La madre de Francisca entregó como dote a su hija el señorío de Boisy, poco distante del de Sales, a condición de que su esposo adoptase ese nombre; así se explica que, desde entonces, se llamase al Sr. de Sales, Sr. de Boisy. Muy pronto tuvo el niño a su lado un preceptor, el Sr. Déage, sacerdote recto y austero, de carácter más bien áspero y de una abnegación absoluta. Sus maneras rudas, a veces extrañas y totalmente desprovistas de gracia, procuraban al joven Francisco continuas ocasiones de ejercitar la tolerancia, la paciencia y la dulzura, virtudes estas en las que llegaría a sobresalir.
El Sr. de Boisy empezó a temer que «el exceso de mimos», sobre todo por parte de su esposa, llegara a ser contraproducente en la formación viril que quería para su hijo. Y decidió enviarle, con solo seis años, a la vecina escuela de La Roche y después a la de Annecy. Sus pequeños camaradas sintieron hacia él una amistad llena de respeto. A los doce años dijo que quería ser sacerdote y pidió recibir la tonsura. Como eso en nada comprometía su futuro, el Sr. de Boisy no puso obstáculos. Pero tenía para su hijo muy distintos proyectos, por lo que al cumplir quince años, Francisco fue enviado a París para cursar allí sus estudios.
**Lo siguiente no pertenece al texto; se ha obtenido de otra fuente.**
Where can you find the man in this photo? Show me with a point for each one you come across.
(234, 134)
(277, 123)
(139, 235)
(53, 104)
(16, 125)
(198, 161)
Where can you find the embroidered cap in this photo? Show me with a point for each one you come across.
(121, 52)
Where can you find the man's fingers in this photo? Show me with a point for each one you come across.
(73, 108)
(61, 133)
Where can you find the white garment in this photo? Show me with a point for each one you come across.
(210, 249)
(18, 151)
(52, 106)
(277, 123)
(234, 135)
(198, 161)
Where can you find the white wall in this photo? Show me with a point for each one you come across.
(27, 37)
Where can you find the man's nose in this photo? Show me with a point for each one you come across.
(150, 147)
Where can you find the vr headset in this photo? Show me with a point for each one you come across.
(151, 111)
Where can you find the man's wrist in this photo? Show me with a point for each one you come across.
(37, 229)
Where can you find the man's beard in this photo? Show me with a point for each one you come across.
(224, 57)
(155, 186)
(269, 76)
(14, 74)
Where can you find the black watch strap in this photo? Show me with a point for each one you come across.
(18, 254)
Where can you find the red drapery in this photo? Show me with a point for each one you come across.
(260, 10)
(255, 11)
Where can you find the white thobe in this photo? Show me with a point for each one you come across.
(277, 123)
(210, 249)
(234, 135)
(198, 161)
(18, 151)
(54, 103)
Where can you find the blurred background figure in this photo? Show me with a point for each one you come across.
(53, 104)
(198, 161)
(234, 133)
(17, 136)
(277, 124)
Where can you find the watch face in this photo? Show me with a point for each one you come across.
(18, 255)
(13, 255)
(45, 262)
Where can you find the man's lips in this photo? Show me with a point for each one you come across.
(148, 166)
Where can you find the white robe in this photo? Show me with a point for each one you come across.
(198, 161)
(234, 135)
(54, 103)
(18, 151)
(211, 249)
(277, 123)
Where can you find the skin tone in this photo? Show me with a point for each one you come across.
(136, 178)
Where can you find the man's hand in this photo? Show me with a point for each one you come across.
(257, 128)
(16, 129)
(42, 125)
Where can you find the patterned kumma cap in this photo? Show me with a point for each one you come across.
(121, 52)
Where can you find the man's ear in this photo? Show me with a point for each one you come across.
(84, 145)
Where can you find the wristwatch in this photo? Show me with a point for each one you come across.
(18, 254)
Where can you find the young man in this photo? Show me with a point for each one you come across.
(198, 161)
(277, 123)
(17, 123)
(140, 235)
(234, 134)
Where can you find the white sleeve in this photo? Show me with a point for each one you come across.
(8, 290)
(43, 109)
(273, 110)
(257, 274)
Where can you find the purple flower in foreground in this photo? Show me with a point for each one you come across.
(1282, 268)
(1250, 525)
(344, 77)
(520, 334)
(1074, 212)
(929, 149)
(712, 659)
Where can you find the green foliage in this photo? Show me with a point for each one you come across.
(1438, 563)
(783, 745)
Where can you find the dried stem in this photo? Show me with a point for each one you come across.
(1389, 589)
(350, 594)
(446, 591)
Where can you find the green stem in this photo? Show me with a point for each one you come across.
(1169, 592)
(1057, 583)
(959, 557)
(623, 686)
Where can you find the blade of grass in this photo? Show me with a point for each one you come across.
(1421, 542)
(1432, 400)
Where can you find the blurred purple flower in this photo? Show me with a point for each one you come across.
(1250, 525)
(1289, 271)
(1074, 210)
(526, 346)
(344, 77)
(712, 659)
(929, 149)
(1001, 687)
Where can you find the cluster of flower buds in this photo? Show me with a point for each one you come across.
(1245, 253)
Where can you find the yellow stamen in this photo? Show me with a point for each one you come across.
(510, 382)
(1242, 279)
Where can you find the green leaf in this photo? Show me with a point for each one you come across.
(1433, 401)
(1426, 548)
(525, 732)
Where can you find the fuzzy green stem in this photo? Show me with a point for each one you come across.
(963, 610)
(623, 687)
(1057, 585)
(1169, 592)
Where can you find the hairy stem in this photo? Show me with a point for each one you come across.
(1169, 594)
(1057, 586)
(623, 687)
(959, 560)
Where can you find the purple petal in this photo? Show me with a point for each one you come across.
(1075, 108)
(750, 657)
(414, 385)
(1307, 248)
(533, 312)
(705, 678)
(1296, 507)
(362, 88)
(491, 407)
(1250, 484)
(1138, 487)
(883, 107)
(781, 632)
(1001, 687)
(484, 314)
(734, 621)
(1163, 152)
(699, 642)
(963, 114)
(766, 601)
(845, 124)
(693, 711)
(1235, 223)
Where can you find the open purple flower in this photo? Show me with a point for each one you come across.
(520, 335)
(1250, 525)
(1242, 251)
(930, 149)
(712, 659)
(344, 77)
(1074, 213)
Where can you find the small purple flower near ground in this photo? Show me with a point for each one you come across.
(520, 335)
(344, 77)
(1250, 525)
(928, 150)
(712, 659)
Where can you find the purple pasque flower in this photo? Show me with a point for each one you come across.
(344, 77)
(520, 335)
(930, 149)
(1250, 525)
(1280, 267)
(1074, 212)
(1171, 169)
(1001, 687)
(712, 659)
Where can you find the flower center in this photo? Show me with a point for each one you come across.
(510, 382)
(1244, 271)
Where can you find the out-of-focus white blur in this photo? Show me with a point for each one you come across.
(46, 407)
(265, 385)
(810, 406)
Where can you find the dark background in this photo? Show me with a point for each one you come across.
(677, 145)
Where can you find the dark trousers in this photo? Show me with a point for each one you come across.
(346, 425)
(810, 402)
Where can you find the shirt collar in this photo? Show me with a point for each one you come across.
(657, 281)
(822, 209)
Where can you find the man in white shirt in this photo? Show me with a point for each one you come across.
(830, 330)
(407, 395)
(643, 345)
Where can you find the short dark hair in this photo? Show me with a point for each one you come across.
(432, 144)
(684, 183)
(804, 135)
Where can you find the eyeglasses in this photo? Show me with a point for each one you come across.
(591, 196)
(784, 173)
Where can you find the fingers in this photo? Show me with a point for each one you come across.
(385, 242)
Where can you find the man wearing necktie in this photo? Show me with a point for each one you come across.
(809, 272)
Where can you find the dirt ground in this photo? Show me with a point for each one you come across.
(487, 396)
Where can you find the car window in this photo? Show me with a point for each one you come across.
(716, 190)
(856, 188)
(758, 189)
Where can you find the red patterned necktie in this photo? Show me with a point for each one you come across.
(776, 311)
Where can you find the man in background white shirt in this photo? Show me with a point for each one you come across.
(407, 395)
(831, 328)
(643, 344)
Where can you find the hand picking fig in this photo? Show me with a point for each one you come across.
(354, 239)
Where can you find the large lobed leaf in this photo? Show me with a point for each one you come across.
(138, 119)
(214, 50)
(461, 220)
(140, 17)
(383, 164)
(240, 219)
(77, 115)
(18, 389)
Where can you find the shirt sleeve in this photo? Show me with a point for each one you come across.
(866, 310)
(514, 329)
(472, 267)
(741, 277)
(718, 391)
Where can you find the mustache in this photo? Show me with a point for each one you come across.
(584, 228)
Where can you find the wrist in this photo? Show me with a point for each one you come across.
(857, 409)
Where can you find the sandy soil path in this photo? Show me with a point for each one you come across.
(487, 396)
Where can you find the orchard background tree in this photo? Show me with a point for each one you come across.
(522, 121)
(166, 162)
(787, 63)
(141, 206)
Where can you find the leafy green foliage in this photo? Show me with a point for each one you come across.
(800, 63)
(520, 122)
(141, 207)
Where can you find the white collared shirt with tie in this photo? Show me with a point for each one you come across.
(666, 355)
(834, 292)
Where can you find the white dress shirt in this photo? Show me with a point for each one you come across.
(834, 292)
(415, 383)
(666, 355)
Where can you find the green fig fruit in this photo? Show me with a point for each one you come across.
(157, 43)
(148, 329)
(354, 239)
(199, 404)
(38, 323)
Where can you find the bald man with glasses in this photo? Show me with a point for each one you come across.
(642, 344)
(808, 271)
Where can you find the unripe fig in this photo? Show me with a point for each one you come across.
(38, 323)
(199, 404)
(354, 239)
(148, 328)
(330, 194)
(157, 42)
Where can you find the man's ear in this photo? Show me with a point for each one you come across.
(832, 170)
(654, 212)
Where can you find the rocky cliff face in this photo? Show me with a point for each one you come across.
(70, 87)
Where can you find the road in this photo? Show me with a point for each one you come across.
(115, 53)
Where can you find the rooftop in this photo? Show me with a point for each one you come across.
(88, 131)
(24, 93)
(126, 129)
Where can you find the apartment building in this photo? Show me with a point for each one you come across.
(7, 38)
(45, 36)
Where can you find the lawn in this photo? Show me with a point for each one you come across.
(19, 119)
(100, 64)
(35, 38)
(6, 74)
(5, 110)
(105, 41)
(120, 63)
En el colegio de Clermont, dirigido por los jesuitas, siguió los cursos de célebres maestros; estudió retórica y filosofía y, por elección propia, griego, hebreo y teología. Como su padre «había pedido al Sr. Déage que su hijo aprendiera todo lo que era propio de la nobleza», Francisco tuvo además que dedicarse a la esgrima, la equitación y la danza. Estos ejercicios le ayudaron en su desarrollo físico de adolescente, confiriéndole una agilidad de movimientos, una soltura y una gracia, que más adelante contribuyeron a su poder de atracción. Mas por entonces una prueba íntima, con su fuerza purificadora, templó esta alma dilatándola para siempre en la alegría de la amistad divina:
En aquella época se discutía apasionadamente en las Escuelas el problema de la predestinación. La doctrina que sostenía la vieja Sorbona, pretendiendo apoyarse en san Agustín y santo Tomás —a quienes excedía y deformaba—, era que por una decisión absoluta de su voluntad soberana, Dios destinaba a los hombres a la salvación o a la condenación sin tener en cuenta sus méritos. ¡Qué angustia para el corazón de Francisco! ¿Cómo estar seguro de no encontrarse entre aquellos a los que la voluntad divina condena a las penas eternas y a la privación perpetua del amor de Dios? ¿Es realmente así como Dios manifiesta su misericordia para con los que destina a su gloria y su justicia para los que condena?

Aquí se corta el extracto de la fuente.